Rajan holds firm on policy
The Reserve Bank of India on Tuesday left the repo rate unchanged at 7.25 percent. The repo rate is the rate at which the central bank of a country lends money to commercial banks in the event of any shortfall of funds. In addition, it also maintained the cash reserve ratio, which is the proportion of deposits banks have to park with the central bank, at 4 percent. Much to the chagrin of the Union Finance Ministry and members of Industry, the RBI practiced a great deal of prudence and caution in their approach to monetary formulation policy, while maintaining “the accommodative stance of monetary policy”.
The RBI’s monetary policy stance, which some argue errs on the side of caution, stems from a lack of clarity over the distribution of rain in the current monsoon season and the resultant effect on the farm sector. On the food inflation front, the RBI will continue to monitor the Centre’s ability to break supply side bottlenecks, like the unavailability of land and slow electricity generation capacity.
Until conclusive data on the spread of rainfall over the monsoon season is forthcoming, the RBI, some argue, will maintain its tone of caution. One look at the RBI’s monetary policy statement and it is apparent that fears of potential inflation have held it back from reducing the repo rate. “The June reading of 5.4 percent has resulted in the projections being elevated, but will meet the 6 percent target for early 2016. Hardening of inflation, excluding food and fuel, is most worrisome. The impact of the hike in service tax rates to 14 percent in June will flow into the inflation reading through the year,” the statement said.
The central bank, however, did express confidence over India’s prospective growth rate, which it said would hover around 7.6 percent. The outlook for growth is improving gradually, it said, adding that favourable real income effects could accrue from weaker commodity prices, in particular, crude oil and a possible step-up in agricultural activity if monsoon season continues to improve. Besides fears of inflation, the policy statement was a continuation of the central bank’s offensive against public and private sector banks. According to the RBI Governor Raghuram Rajan, banks have only transmitted 30 basis points of its 75 in rate cuts so far. One basis point is equal to 1/100th of 1 percent. In response, Arundhati Bhattacharya, chairman of the country’s largest lender State Bank of India, replied that its lending rates were not merely determined by the RBI’s repo rate. Any such action, she argued, would also depend on economic growth and other market factors.

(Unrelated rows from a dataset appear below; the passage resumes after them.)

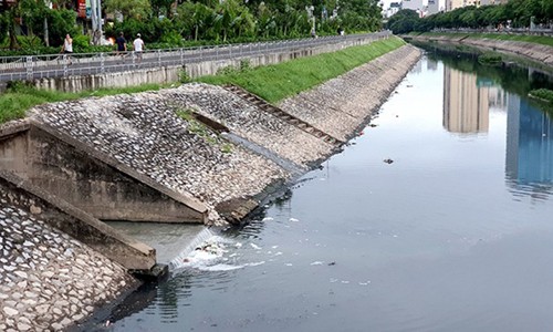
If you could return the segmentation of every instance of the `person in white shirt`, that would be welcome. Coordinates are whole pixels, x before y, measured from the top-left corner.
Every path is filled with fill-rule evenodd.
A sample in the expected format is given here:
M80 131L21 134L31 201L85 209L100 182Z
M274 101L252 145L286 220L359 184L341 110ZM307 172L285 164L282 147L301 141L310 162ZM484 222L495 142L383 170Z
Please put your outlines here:
M135 50L136 58L138 59L138 62L142 61L142 52L144 52L145 45L144 41L140 39L140 34L136 34L136 39L133 41L133 48Z
M71 34L67 33L65 35L65 39L63 40L62 51L60 53L67 54L64 55L64 59L66 56L66 59L69 60L69 64L71 64L71 58L69 56L69 54L73 53L73 39L71 38Z

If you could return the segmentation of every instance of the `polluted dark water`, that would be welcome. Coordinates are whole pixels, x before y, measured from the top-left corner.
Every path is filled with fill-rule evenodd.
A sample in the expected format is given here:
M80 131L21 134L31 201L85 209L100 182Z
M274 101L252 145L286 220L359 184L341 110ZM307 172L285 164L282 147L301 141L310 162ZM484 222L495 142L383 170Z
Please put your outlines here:
M553 128L526 94L552 85L425 56L343 153L97 329L551 331Z

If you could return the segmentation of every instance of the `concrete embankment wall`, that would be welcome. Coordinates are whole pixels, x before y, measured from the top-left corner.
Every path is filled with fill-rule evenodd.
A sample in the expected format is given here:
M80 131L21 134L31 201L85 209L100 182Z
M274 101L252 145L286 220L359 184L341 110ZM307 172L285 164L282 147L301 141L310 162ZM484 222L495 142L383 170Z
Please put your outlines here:
M416 41L438 42L448 44L465 44L484 50L510 53L513 55L523 56L532 61L543 63L546 66L553 68L553 46L542 45L530 42L493 40L484 38L472 38L466 35L416 35L408 37Z
M0 169L103 220L200 222L207 207L40 123L0 129Z
M101 87L125 87L146 83L174 83L179 81L182 70L189 77L213 75L227 66L240 68L243 60L248 60L251 66L280 63L298 58L311 56L321 53L335 52L348 46L363 45L373 42L369 37L347 39L344 42L319 45L311 49L286 50L281 52L268 51L267 54L241 56L229 60L215 60L187 63L181 65L168 65L156 69L135 69L127 72L104 73L86 76L67 76L56 79L40 79L34 81L39 89L56 90L63 92L79 92L84 90L96 90Z
M153 249L95 227L105 225L0 170L0 331L60 331L137 286L115 261L152 264Z
M283 101L280 108L333 136L347 139L371 120L373 112L419 56L418 49L405 45L310 92ZM196 113L228 128L229 133L218 135L191 117L179 117L177 113ZM282 165L307 170L337 152L335 145L294 122L268 113L263 105L206 84L40 105L32 110L29 121L39 131L35 137L44 135L41 139L46 143L55 137L65 144L62 144L63 149L70 149L62 153L54 148L56 153L51 157L58 158L65 153L67 158L77 157L79 151L87 151L90 156L82 155L84 160L106 163L107 168L100 174L122 172L125 167L133 169L138 174L132 176L134 179L142 176L146 184L155 181L169 191L205 204L210 222L216 224L221 220L220 215L227 212L225 208L229 209L231 217L240 219L261 201L268 187L290 180L293 167ZM20 134L12 131L9 135ZM12 142L28 148L33 142L31 136L12 137ZM87 149L77 149L81 144ZM36 144L36 151L40 148L46 149L50 145ZM71 152L72 148L75 152ZM11 157L10 169L25 169L27 162L18 160L15 155L13 149L7 149L3 163ZM117 167L112 159L118 163ZM48 166L46 159L43 162ZM66 172L67 178L72 178L80 174L75 172L80 167L85 165L73 165L64 170L56 164L52 168L55 176ZM30 180L17 180L12 173L3 178L0 180L3 186L0 188L0 239L4 248L8 248L4 245L8 241L11 245L8 251L0 252L9 252L8 257L0 256L0 261L9 266L0 266L0 278L6 281L0 283L0 330L66 328L74 320L88 315L93 305L100 303L97 299L113 299L115 292L112 290L131 283L131 279L122 279L127 278L124 268L106 258L112 255L108 251L115 249L97 249L105 255L102 256L52 228L49 222L74 236L77 235L73 226L80 220L88 220L97 229L105 225L59 198L52 198L58 199L56 203L45 199L49 194L33 189ZM88 232L85 234L88 238ZM91 248L97 248L93 238L90 239ZM113 239L121 238L114 236ZM96 241L111 243L112 240L100 238ZM132 247L133 241L127 245ZM28 247L35 253L28 251ZM34 311L29 309L41 303L44 307L40 310L39 307Z
M323 84L315 90L319 96L303 94L281 107L315 127L351 137L419 55L417 49L403 46ZM302 107L306 110L300 112ZM223 124L237 139L199 129L196 123L178 117L179 112L195 112ZM298 125L207 84L41 105L32 118L170 190L197 198L208 206L210 222L220 219L218 207L238 201L251 209L265 188L289 180L291 170L279 160L309 169L336 152L334 145Z

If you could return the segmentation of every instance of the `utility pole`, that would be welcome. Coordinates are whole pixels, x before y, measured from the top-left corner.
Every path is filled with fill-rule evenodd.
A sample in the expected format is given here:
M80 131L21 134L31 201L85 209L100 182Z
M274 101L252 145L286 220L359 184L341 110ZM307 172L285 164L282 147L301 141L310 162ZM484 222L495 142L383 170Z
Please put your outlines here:
M91 0L91 20L92 20L92 43L101 44L102 35L102 0Z

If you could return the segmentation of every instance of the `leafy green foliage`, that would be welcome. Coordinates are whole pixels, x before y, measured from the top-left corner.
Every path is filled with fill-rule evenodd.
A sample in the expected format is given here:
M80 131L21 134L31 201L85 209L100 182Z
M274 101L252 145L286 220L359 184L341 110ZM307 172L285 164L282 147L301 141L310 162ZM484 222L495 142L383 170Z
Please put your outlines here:
M210 84L236 84L275 103L324 81L336 77L361 64L404 44L400 39L388 39L369 45L347 48L248 71L229 70L221 75L205 76L198 81Z
M480 54L478 56L478 62L481 64L488 64L488 65L498 65L502 63L502 58L501 54L499 53L493 53L493 52L487 52L483 54Z
M403 9L388 20L386 27L395 34L404 34L414 31L420 19L416 11Z
M140 86L121 89L101 89L81 93L64 93L58 91L38 90L22 82L11 83L7 91L0 94L0 123L22 118L29 108L61 101L71 101L87 96L104 96L122 93L137 93L143 91L159 90L159 84L145 84Z
M549 104L553 105L553 91L549 89L538 89L532 90L529 93L530 96L546 101Z
M503 30L508 27L528 28L532 19L535 24L550 23L553 20L553 1L510 0L507 3L495 6L469 6L422 19L415 19L405 14L398 15L400 12L390 18L390 22L395 25L395 30L390 28L394 33L458 28L494 28ZM389 24L388 27L390 27Z

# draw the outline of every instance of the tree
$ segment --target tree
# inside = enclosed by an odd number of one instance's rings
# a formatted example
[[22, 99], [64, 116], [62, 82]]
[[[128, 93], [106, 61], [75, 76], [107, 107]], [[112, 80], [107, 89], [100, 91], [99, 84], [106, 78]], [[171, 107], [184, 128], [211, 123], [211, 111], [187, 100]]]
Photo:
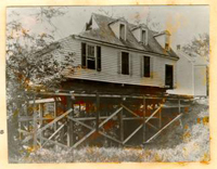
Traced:
[[[62, 8], [38, 8], [33, 17], [38, 24], [48, 23], [51, 27], [48, 32], [35, 34], [27, 29], [22, 20], [12, 20], [7, 23], [7, 108], [9, 130], [9, 154], [17, 154], [21, 146], [17, 142], [17, 116], [22, 114], [27, 100], [33, 100], [33, 94], [26, 91], [35, 90], [33, 84], [54, 88], [62, 81], [61, 72], [73, 65], [72, 55], [65, 55], [66, 62], [58, 62], [52, 54], [43, 55], [41, 51], [55, 48], [61, 51], [53, 35], [58, 28], [52, 20], [66, 13]], [[18, 17], [12, 12], [10, 17]], [[52, 30], [51, 30], [52, 29]], [[36, 91], [36, 90], [35, 90]], [[15, 150], [15, 151], [14, 151]]]
[[144, 18], [141, 18], [141, 15], [139, 12], [135, 14], [135, 24], [144, 24], [148, 26], [149, 29], [154, 31], [161, 30], [161, 25], [158, 22], [155, 22], [155, 17], [152, 15], [152, 13], [149, 11], [146, 16]]
[[194, 37], [189, 43], [182, 47], [182, 50], [190, 54], [192, 52], [203, 56], [206, 61], [209, 61], [209, 36], [208, 34], [200, 34]]

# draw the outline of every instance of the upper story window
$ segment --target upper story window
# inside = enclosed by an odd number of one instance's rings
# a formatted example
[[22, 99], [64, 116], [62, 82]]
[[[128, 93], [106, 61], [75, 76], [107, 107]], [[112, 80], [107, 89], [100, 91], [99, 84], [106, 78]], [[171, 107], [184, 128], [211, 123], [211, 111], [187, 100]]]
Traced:
[[101, 47], [81, 43], [82, 68], [101, 70]]
[[142, 30], [142, 34], [141, 34], [141, 42], [143, 44], [146, 43], [146, 30]]
[[126, 40], [126, 27], [125, 27], [125, 24], [119, 24], [119, 39]]
[[151, 62], [149, 56], [143, 56], [143, 76], [151, 77]]
[[122, 74], [129, 75], [129, 53], [122, 52]]
[[95, 69], [95, 56], [94, 56], [94, 46], [88, 44], [88, 53], [87, 53], [87, 68]]
[[168, 43], [168, 42], [165, 43], [165, 50], [166, 50], [166, 51], [169, 50], [169, 43]]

One the key highlights from the RBI’s monetary policy review was a confirmation that the RBI and government have reached a consensus on the composition of Monetary Policy Committee (MPC) and what the Governor’s power would be. However, further details were not forthcoming. Although Rajan echoed the government’s stance on the removal of veto powers for the Governor, he maintained his opposition against outside interference by government appointees, who do not hold office in the central bank.
This fundamental opposition to the government’s designs comes on the back of its dubious desire to cut the central bank to size by bringing in four of its appointees to a proposed seven-member committee espoused by the latest draft of the Indian Financial Code. The emphasis, according to Rajan, should be towards “institutionalising the process of monetary policy formulation”, instead of giving further powers those who run the risk of being considered rubber stamps of the government.